What a year 2022 has been! A round up from Faye:
We began the year with Laura Jakubowski completing her fundraising challenge. A sit down cycle which was amazing and raised much needed funds for Leigh Network. Laura sadly lost her fight to mitochondrial disease in July. She is so missed ❤️
Robyn a student from Manchester University joined the team to do some volunteering on our social media 🙌🏻
In spring we took part in the ENMC International Workshop on Leigh Syndrome which Leigh Network supported through donations to Newcastle University. ✅
We attended A Brush with Comedy exhibition/auction which involved Vic Reeves and other comedy stars 🤩
Our monthly zoom meetings have continued since the pandemic began. These offer families and those affected by mitochondrial diseases a chance to talk to others in a similar situation.
We have also launched our Angel Support Group for those who have lost somebody to mitochondrial disease. ❤️🩹
We have raised awareness on many different issues and of course Mitochondrial Diseases.
In August we had our first ever adult weekend in Manchester for those with mitochondrial disease which was fantastic!
In September we held a family day at Leicester Space Centre.
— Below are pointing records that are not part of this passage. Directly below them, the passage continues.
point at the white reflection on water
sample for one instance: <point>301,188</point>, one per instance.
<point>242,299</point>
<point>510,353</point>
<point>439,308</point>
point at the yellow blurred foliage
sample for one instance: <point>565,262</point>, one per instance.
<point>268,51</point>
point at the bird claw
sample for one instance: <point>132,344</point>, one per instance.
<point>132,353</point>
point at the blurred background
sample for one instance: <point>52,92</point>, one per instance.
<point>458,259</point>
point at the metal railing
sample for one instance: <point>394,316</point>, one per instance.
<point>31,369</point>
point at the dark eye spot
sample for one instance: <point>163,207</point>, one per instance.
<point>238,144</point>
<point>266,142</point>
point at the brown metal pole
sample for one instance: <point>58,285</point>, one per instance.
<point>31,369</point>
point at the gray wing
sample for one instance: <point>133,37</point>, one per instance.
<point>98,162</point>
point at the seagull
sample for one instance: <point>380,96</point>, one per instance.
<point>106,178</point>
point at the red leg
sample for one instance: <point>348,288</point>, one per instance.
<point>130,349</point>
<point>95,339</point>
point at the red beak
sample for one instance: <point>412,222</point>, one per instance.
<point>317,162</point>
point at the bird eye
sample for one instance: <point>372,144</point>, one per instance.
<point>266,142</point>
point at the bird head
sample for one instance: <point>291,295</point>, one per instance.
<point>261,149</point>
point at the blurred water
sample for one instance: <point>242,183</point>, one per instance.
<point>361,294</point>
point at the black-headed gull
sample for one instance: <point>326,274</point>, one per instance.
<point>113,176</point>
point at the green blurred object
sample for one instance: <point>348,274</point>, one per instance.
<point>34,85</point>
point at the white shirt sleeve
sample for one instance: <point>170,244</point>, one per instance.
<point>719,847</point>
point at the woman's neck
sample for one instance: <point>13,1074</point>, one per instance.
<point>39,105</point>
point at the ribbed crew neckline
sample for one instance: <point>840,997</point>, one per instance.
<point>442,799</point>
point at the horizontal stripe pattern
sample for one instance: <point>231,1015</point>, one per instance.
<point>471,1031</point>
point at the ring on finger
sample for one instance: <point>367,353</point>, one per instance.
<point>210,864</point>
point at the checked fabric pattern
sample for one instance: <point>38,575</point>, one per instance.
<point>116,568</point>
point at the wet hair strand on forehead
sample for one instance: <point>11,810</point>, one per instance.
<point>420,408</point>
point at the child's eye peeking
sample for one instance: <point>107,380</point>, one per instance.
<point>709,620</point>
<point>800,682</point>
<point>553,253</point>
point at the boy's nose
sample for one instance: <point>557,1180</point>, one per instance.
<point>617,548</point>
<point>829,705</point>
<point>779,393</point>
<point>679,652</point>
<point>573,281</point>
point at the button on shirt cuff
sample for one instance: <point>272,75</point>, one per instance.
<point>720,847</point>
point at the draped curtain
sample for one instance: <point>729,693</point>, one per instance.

It was so great to see everyone again 🤗
September was Mitochondrial Disease Awareness Week – we joined up with the Newcastle researchers and other charities from around the world to raise awareness with a twitter takeover.
During Mitochondrial Awareness Week Mandy started her 1000 mile challenge. Follow her journey with us as she aims to complete the challenge by August 2023.
In October we raised funds and awareness of mitochondrial disease at Hulme Hall flea market.
Also in October one of Leigh Networks Mito warriors Katie Maj took on a phenomenal month long challenge of boxing, trampolining, cycling, walking, dancing and many other exercises raising over £1200!! 👏🏻
We registered the charity on Ebay. You can now raise funds for Leigh Network on EBay as well as the other platforms such as Give as you Live, Amazon Smile and EasyFundraising. All you need to register is our charity number: 1184735
Thank you to everyone who has supported us this year. We look forward to seeing you in 2023 as we continue raising awareness, helping research and bringing together families affected by mitochondrial diseases.
Photo description: a large selection of photos in a collage, all connected to everything described above. Children, adults and families smiling enjoying the space centre, the weekend in Manchester, people doing their fundraising activities, Light up for Mito monuments bathed in green light.